We received a query from a subscriber asking what the Joint Fire Code was and whether we had more information on it.
What is the Joint Fire Code?
Its full title, Fire Prevention on Construction Sites: The Joint Code of Practice on the Protection from Fire of Construction Sites and Buildings Undergoing Renovation tells its own story. Sadly, the Joint Fire Code is not freely available online. (It is published jointly by the RISCAuthority, Construction Confederation and the Fire Protection Association (FPA), and is available to purchase from the FPA’s website.)
The FPA publishes a checklist alongside the Joint Fire Code, which seeks to transcribe the Joint Fire Code’s key requirements into a question and answer document that can be completed on site. The checklist is also available to buy from the FPA website.
The latest version (the seventh edition) of the Joint Fire Code was published in May 2009.
JCT contracts: is it a large project?
You are perhaps most likely to have come across the Joint Fire Code because the old-style JCT Appendix and the new (JCT 2005 edition) JCT Contract Particulars require the parties to state whether the Joint Fire Code applies and whether the project is a “large project”. (For example, see our practice note on insurance under the JCT Design and Build Contract.)
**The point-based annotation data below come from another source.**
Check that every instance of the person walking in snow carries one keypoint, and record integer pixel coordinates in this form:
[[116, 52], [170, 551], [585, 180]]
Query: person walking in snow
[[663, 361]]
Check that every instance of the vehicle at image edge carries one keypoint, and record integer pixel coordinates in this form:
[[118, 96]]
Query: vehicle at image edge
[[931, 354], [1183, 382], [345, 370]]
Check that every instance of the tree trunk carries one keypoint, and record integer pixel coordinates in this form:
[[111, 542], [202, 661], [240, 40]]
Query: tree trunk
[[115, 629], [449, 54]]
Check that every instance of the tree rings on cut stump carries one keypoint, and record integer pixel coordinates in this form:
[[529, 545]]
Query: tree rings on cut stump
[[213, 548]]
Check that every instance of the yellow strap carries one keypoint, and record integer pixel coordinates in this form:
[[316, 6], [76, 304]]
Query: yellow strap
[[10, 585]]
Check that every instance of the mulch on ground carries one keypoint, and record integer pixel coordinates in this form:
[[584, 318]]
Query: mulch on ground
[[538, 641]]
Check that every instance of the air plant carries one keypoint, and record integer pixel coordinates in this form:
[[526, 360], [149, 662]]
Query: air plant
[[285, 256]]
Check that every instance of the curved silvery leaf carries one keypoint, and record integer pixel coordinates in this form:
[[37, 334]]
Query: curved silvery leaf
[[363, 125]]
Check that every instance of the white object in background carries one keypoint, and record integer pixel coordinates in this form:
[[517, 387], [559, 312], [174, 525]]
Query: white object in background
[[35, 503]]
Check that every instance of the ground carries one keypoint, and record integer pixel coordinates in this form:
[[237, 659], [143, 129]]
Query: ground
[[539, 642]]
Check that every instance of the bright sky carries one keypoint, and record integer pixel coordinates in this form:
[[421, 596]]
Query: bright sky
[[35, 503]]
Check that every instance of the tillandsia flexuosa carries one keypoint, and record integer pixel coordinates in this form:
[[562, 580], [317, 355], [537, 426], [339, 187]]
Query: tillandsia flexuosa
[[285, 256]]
The Joint Fire Code applies to projects with an original contract value of £2.5 million or more. A large project is one with an original contract value of £20 million or more (paragraph 1, Joint Fire Code).
Key risk of non-compliance
The risk in failing to comply with the Joint Fire Code is that, in the words of a note in paragraph 2:
“If compliance with this Code forms part of the insurance contract, non-compliance with this Code could possibly result in insurance ceasing to be available or being withdrawn, resulting in a possible breach of a construction contract which requires the provision of such insurance.”
Sticking with the JCT building contracts, this is not just an issue for contractors. Remember that, under JCT Insurance Option C, it is the employer who may be in breach of the building contract if a failure to comply with the Joint Fire Code means that insurance is not available or is withdrawn.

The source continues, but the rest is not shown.